Modeling Au Nanostar Geometry in Bulk Solutions

The findings within make it possible to reference gold nanostars based on their geometric properties, similar to how a radius describes a nanosphere, rather than just the LSPR of the structure-the current practice. The average tip approximation presented reduces the complexity of nanostars in discrete dipole approximation simulations. By matching the projected area and LSPR of the modeled nanostars to synthesized nanostars, the volume, surface area, and number of tips can be approximated without a lengthy characterization process. Knowing the nanoparticle geometry can determine drug carrier capacity, an approximate number of hot spots for EM imaging, and how the particle will interact with cells. The geometric data obtained will drive the biological application and increase the usability of this particle class.

Automated summary

The research findings suggest that the geometric properties of gold nanostars can be referenced, similar to the way a nanosphere can be described by its radius, instead of solely relying on the local surface plasmon resonance (LSPR) of the structure.

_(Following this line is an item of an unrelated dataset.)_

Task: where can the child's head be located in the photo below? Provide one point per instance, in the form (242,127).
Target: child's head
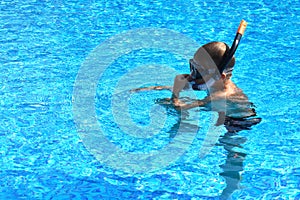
(211,55)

The suggested average tip approximation simplifies the complex nature of nanostars in simulations. By comparing the characteristics of modeled nanostars to synthesized nanostars, the volume, surface area, and number of tips can be approximated without the need for extensive characterization. Understanding the nanoparticle geometry can have implications for drug delivery capacity, identification of hot spots for electron microscopy imaging, and the interaction of particles with cells.